An Efficient Quality Metric for Video Frame Interpolation Based on Motion-Field Divergence
Conall Daly, Darren Ramsook, Anil Kokaram
TL;DR
The paper tackles the challenge of assessing video frame interpolation quality with temporal coherence. It introduces PSNR_DIV, a full-reference metric that weights mean-squared error by motion-field divergence to emphasize temporally inconsistent regions, drawing from archival film restoration techniques. On the BVI-VFI dataset, PSNR_DIV matches or exceeds FloLPIPS in correlation to human scores while being 2.5× faster and using 4× less memory, and it remains robust to different motion estimators. The approach enables fast quality evaluation and practical use as a training loss for VFI models, with code available at www.github.com/conalld/psnr-div.
Abstract
Video frame interpolation is a fundamental tool for temporal video enhancement, but existing quality metrics struggle to evaluate the perceptual impact of interpolation artefacts effectively. Metrics like PSNR, SSIM and LPIPS ignore temporal coherence. State-of-the-art quality metrics tailored towards video frame interpolation, like FloLPIPS, have been developed but suffer from computational inefficiency that limits their practical application. We present $\text{PSNR}_{\text{DIV}}$, a novel full-reference quality metric that enhances PSNR through motion divergence weighting, a technique adapted from archival film restoration where it was developed to detect temporal inconsistencies. Our approach highlights singularities in motion fields which is then used to weight image errors.

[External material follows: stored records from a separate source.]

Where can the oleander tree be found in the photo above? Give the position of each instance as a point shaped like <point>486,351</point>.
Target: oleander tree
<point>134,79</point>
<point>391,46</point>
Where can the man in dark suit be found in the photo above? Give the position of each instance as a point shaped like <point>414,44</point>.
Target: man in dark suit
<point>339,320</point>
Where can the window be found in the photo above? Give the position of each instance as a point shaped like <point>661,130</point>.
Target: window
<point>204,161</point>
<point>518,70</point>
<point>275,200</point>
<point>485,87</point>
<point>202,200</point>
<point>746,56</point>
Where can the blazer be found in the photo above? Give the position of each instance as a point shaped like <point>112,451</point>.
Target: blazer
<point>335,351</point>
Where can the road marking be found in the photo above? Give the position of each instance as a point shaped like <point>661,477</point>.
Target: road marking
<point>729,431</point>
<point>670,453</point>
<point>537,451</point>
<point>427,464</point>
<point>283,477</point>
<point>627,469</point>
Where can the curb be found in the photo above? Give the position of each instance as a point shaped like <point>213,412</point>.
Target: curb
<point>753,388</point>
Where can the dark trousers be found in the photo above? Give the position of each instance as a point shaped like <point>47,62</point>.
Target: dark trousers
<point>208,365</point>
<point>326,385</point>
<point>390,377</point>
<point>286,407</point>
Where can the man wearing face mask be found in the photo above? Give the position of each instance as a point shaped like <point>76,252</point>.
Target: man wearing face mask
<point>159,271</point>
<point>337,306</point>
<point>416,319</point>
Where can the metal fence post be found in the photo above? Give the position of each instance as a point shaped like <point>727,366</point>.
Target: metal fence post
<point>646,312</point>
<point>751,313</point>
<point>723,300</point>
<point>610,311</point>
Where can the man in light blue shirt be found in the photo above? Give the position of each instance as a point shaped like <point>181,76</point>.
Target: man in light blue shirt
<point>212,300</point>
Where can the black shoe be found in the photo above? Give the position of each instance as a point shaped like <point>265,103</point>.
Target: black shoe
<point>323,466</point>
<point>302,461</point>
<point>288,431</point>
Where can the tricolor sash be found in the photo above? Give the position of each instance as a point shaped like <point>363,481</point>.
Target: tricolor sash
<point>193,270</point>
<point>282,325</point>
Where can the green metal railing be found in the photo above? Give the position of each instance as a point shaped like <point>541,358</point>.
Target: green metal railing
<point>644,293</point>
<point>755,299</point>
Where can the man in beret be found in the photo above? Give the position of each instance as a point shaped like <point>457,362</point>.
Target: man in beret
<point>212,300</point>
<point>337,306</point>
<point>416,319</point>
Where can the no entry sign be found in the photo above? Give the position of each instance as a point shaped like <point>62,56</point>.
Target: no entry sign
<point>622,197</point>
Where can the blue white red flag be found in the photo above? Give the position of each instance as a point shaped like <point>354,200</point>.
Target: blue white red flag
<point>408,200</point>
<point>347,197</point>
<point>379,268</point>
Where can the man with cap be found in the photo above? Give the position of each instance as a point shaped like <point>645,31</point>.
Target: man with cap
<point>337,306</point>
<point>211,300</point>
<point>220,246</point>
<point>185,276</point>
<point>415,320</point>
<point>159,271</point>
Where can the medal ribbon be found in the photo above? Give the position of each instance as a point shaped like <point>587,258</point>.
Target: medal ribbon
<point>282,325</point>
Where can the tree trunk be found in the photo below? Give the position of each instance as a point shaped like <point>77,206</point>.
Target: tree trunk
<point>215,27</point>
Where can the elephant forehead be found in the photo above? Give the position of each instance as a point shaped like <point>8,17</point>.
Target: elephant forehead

Evaluation on the BVI-VFI dataset (180 sequences across multiple frame rates, resolutions and interpolation methods) shows $\text{PSNR}_{\text{DIV}}$ achieves statistically significant improvements: +0.09 Pearson Linear Correlation Coefficient over FloLPIPS, while being 2.5$\times$ faster and using 4$\times$ less memory. Performance remains consistent across all content categories and are robust to the motion estimator used. The efficiency and accuracy of $\text{PSNR}_{\text{DIV}}$ enables fast quality evaluation and practical use as a loss function for training neural networks for video frame interpolation tasks. An implementation of our metric is available at www.github.com/conalld/psnr-div.